"Please forgive the kiss and the publicity, Janet."

"I'll forgive the second when I forget the first," she replied, much more gaily than she intended, thus proving that Claude was not the only one in the grip of a resistless passion.

Claude went home, satisfied that his daring had once again enabled him to snatch victory out of the arms of defeat.

CHAPTER TWELVE

I

And so it had. None the less, the experience had taught Claude a lesson which, for once, he took to heart. He never again supposed that Janet's friendship was to be had on the same terms as Mazie's or even Cornelia's.

True, he remained in the dark as to what precisely her idea of self-respect was. Conflicting and irreconcilable inferences were the only ones he could draw from the conduct of a girl who lived in the Lorillard tenements, moved in the Outlaws' circle, professed to be hostile to marriage, yet stood on her dignity withal, in quite a traditional womanly way.

But Claude was not the man to waste time on psychological conundrums. Besides, he was too happy to be critical. He was back in the good graces of Janet, or rather, as he soon paraphrased the case, she was back in his. He flattered himself that he was the dominant influence over a girl who was a piquant, if puzzling, amalgam of Brooklyn and Bohemia.

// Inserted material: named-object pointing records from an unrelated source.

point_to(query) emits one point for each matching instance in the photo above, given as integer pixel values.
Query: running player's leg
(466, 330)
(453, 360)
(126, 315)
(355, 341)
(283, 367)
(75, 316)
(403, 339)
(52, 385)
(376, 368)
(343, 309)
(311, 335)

In the next two weeks, his position as Janet's particular friend was established beyond dispute. Few afternoons passed in which his motor car did not drive up to the Lorillard and whirl her away to a place of gayety or recreation. The chief rival claimant upon her time was Robert Lloyd. But as Claude, in point of social advantages and personal graces, far outdistanced him, this rivalry was not taken seriously by any of the three persons concerned, least of all by Claude.

One day, to Cornelia's astonishment, Janet announced that she had planned to spend the afternoon, not with Claude, but with Robert. She made the announcement from a tuffet on which she sat soberly, while reading a book by Mrs. Beatrice Webb.